High Net Worth Individuals
Special Tax Problems
High Net Worth Individuals in France frequently face special tax problems. Our
firm specializes in assisting with:
- Income tax planning, wealth tax planning
and estate planning have special meaning for the high net worth
individuals
- We analyze U.S. trust provisions in order
to determine their taxability in France
- We advise on the tax implications of
anticipated legacies or gifts from abroad
- We help maximize the potential of the
5-year exemption from the French wealth tax (ISF)
- We work with French Notaires to revise
marital contracts so as to harmonize the U.S. and French tax
result at death
- We set up holding company structures
for ownership of French real estate and U.S. real estate
- In general, we help the high net worth
individual to understand the two tax systems and to avoid paying
more tax than is necessary
We help the high net worth individual to
decide whether to become a tax resident of France. The first
order of business is to explain and elucidate how the French
tax system works, how it impacts on compensation, investment
holdings, compensation holdings, pension holdings, real estate
holdings, anticipated gifts and bequests of the individual or
the couple, how it may affect existing or proposed estate plans.

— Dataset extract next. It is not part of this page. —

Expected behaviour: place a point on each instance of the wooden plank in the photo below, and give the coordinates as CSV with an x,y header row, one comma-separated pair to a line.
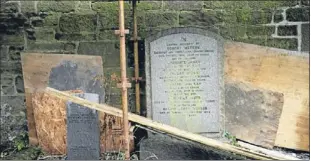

Have you provided in your will for persons outside your immediate
family? How will the French inheritance tax affect those gifts?
Indeed, may any of those gifts be challenged by your children
under the French forced heirship rules? What about generation
skipping trusts, family partnerships, charitable remainder trusts,
and other exotic U.S.-based planning tools that are already part
of your estate plan? Are you engaged in a systematic gift plan
to children? How will that be affected? Do you have asset holdings
in more than one country? How does the French wealth tax apply
to those holdings? We can assist you to understand all of these
vital areas, to identify issues as they pertain to your situation,
and to create tax positions that will focus the matrix of interconnected
issues and, where possible, avoid unwanted results. Pre-move
planning is of course best, but if that is not possible under
the circumstances, post-move re-arrangement of investments, re-casting
of compensation arrangements, modification of testamentary or
trust arrangements, and other permissible actions, some large
and some small, will have a cumulative impact on the bottom line.
It goes without saying that preparation of correct income tax
returns is indispensable to presenting the best possible profile
to the tax authorities, taking tax-saving positions that, while
aggressive in some cases, are defensible in the event of audit.